What is Ferumoxytol?
Commonly Used Brand Name(s)Feraheme
Therapeutic ClassificationsParenteral Mineral-Trace Mineral
- Blackbox Warning
- Proper Use
- Before Using
- Breast Feeding
- Drug Interactions
- Other Interactions
- Other Medical Problems
Ferumoxytol injection is an iron replacement product that is used to treat iron deficiency anemia (not enough iron in the blood) in patients with chronic kidney disease (CKD) and in patients unable to take oral iron or who had taken oral iron in the past but did not work well.
Iron is a mineral that the body needs to produce red blood cells. When the body does not get enough iron, it cannot produce the number of normal red blood cells needed to keep you in good health. This condition is called iron deficiency (iron shortage) or iron deficiency anemia.
This medicine is to be given only by or under the direct supervision of your doctor.

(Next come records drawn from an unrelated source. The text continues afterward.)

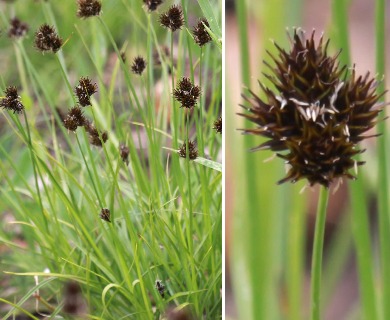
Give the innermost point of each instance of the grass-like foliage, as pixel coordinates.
(97, 202)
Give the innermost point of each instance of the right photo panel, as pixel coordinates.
(307, 160)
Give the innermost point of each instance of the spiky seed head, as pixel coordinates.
(152, 4)
(186, 93)
(18, 29)
(11, 101)
(84, 90)
(218, 125)
(173, 19)
(317, 114)
(105, 215)
(124, 152)
(192, 151)
(88, 8)
(74, 119)
(201, 35)
(47, 39)
(139, 65)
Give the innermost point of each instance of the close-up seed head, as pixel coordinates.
(152, 4)
(105, 215)
(218, 125)
(318, 115)
(173, 19)
(124, 152)
(47, 39)
(186, 93)
(84, 90)
(139, 65)
(88, 8)
(193, 152)
(74, 119)
(201, 35)
(18, 29)
(11, 101)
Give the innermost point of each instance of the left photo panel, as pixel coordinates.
(111, 159)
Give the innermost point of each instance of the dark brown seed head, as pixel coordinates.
(11, 101)
(201, 35)
(152, 4)
(192, 151)
(17, 29)
(74, 119)
(96, 138)
(218, 125)
(172, 19)
(139, 65)
(84, 90)
(160, 288)
(105, 214)
(88, 8)
(47, 39)
(187, 93)
(124, 152)
(318, 115)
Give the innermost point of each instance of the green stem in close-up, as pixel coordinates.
(383, 166)
(316, 266)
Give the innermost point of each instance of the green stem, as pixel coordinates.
(383, 190)
(316, 266)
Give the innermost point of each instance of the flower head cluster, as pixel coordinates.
(173, 19)
(84, 90)
(74, 119)
(47, 39)
(152, 4)
(11, 101)
(187, 93)
(124, 152)
(17, 29)
(201, 35)
(218, 125)
(105, 214)
(318, 116)
(88, 8)
(160, 288)
(139, 65)
(192, 151)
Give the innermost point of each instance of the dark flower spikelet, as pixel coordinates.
(218, 125)
(84, 90)
(96, 138)
(201, 35)
(152, 4)
(18, 29)
(160, 288)
(74, 119)
(11, 101)
(88, 8)
(186, 93)
(173, 19)
(193, 152)
(318, 116)
(124, 152)
(139, 65)
(105, 215)
(47, 39)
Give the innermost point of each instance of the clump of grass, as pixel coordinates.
(120, 225)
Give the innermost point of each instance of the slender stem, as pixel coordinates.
(383, 170)
(316, 265)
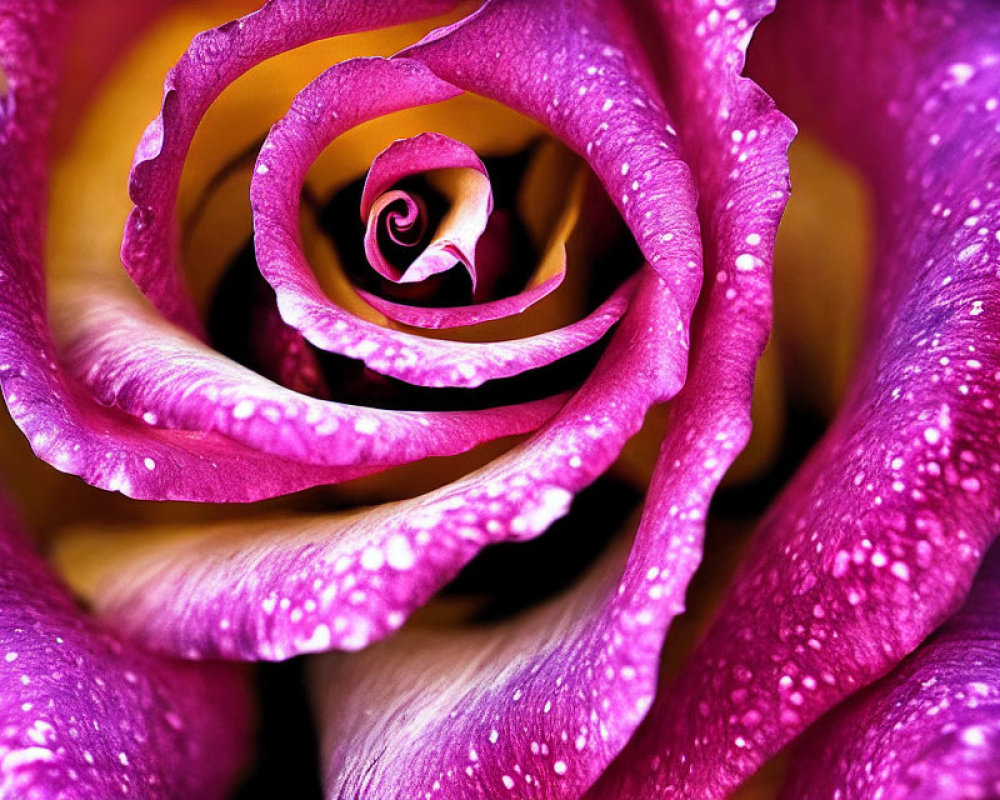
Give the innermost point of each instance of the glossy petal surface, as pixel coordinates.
(85, 714)
(213, 61)
(929, 729)
(317, 583)
(538, 706)
(879, 536)
(342, 97)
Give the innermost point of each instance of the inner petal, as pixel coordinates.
(398, 218)
(396, 238)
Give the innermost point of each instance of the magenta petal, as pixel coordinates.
(879, 536)
(930, 729)
(130, 358)
(342, 97)
(67, 427)
(589, 99)
(84, 714)
(458, 316)
(214, 60)
(537, 707)
(344, 581)
(406, 157)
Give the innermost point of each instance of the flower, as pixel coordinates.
(870, 547)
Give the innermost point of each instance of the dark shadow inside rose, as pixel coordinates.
(505, 242)
(511, 577)
(243, 325)
(287, 762)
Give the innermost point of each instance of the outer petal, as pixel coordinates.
(538, 706)
(84, 714)
(877, 539)
(64, 425)
(214, 60)
(575, 68)
(928, 730)
(306, 585)
(344, 96)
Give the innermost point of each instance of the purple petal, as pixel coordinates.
(589, 101)
(459, 232)
(928, 730)
(345, 581)
(342, 97)
(459, 316)
(132, 359)
(538, 706)
(263, 452)
(214, 60)
(877, 539)
(406, 157)
(85, 714)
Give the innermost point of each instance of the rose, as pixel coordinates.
(584, 626)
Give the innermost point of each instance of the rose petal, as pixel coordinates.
(878, 537)
(930, 729)
(455, 240)
(86, 714)
(538, 706)
(214, 60)
(342, 97)
(64, 425)
(132, 359)
(548, 277)
(178, 594)
(589, 101)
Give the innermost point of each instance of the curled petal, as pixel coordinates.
(879, 536)
(565, 686)
(130, 358)
(458, 232)
(64, 425)
(215, 59)
(342, 97)
(84, 713)
(930, 729)
(589, 100)
(312, 584)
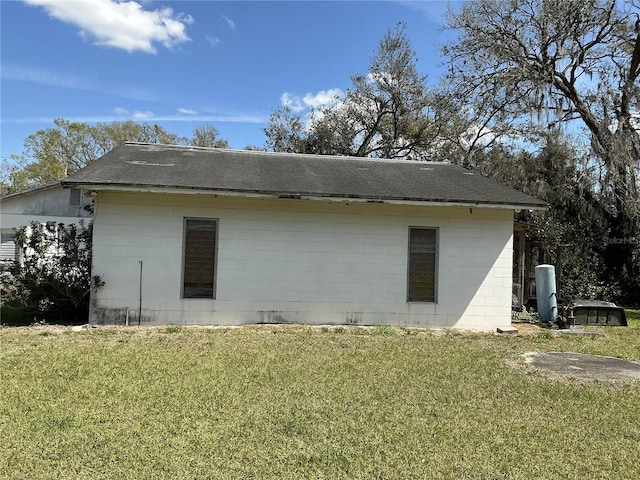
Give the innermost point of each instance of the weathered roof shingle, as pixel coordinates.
(136, 165)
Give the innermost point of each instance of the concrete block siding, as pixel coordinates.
(299, 261)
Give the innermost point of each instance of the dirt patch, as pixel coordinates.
(580, 365)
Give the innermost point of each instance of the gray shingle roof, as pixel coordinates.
(136, 165)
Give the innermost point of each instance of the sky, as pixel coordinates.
(182, 64)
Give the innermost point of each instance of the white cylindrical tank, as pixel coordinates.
(546, 293)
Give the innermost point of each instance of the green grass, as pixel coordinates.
(295, 402)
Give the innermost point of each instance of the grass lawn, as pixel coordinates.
(295, 402)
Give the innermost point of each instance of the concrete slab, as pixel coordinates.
(584, 366)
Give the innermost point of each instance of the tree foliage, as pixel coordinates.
(53, 153)
(52, 279)
(389, 112)
(527, 67)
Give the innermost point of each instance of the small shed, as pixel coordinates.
(188, 235)
(44, 204)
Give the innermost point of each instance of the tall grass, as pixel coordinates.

A nurse or other trained health professional will give you this medicine in a hospital. This medicine is given through a needle placed into one of your veins. It must be given slowly, so the needle will have to stay in place for at least 15 minutes. Your doctor may need you to stay for at least 30 minutes after receiving the medicine to check for unwanted effects. A second dose will be given 3 to 8 days after your first dose.
This medicine comes with a patient information leaflet. Read and understand the instructions carefully. Ask your doctor if you have questions.
If you are also using cancer medicines, take them at least 30 minutes after receiving this medicine.
In deciding to use a medicine, the risks of taking the medicine must be weighed against the good it will do. This is a decision you and your doctor will make. For this medicine, the following should be considered:
Tell your doctor if you have ever had any unusual or allergic reaction to this medicine or any other medicines. Also tell your health care professional if you have any other types of allergies, such as to foods, dyes, preservatives, or animals. For non-prescription products, read the label or package ingredients carefully.
Appropriate studies have not been performed on the relationship of age to the effects of ferumoxytol injection in the pediatric population. Safety and efficacy have not been established.
Appropriate studies performed to date have not demonstrated geriatric-specific problems that would limit the usefulness of ferumoxytol injection in the elderly. However, elderly patients are more likely to have age-related kidney, liver, or heart problems, which may require caution and an adjustment in the dose for patients receiving ferumoxytol injection.
There are no adequate studies in women for determining infant risk when using this medication during breastfeeding. Weigh the potential benefits against the potential risks before taking this medication while breastfeeding.
Although certain medicines should not be used together at all, in other cases two different medicines may be used together even if an interaction might occur. In these cases, your doctor may want to change the dose, or other precautions may be necessary. Tell your healthcare professional if you are taking any other prescription or nonprescription (over-the-counter [OTC]) medicine.
Certain medicines should not be used at or around the time of eating food or eating certain types of food since interactions may occur. Using alcohol or tobacco with certain medicines may also cause interactions to occur. Discuss with your healthcare professional the use of your medicine with food, alcohol, or tobacco.
Other Medical ProblemsTOP
The presence of other medical problems may affect the use of this medicine. Make sure you tell your doctor if you have any other medical problems, especially:
- Iron overload—Use is not recommended in patients with this condition.
It is very important that your doctor check your progress at regular visits to make sure that this medicine is working properly. Blood tests may be needed to check for unwanted effects.
This medicine may cause serious types of allergic reactions, including anaphylaxis, which can be life-threatening and requires immediate medical attention. Call your doctor right away if you have a rash, itching, hoarseness, lightheadedness, dizziness, or fainting, trouble breathing, trouble swallowing, or any swelling of your hands, face, or mouth after you receive this medicine.
Dizziness, lightheadedness, or fainting may occur, especially when you get up suddenly from a lying or sitting position. These symptoms are more likely to occur when you begin receiving this medicine or when the dose is increased.
Before you have any medical tests, tell the medical doctor in charge that you are using this medicine. The results of some tests (eg, magnetic resonance imaging or MRI) may be affected by this medicine.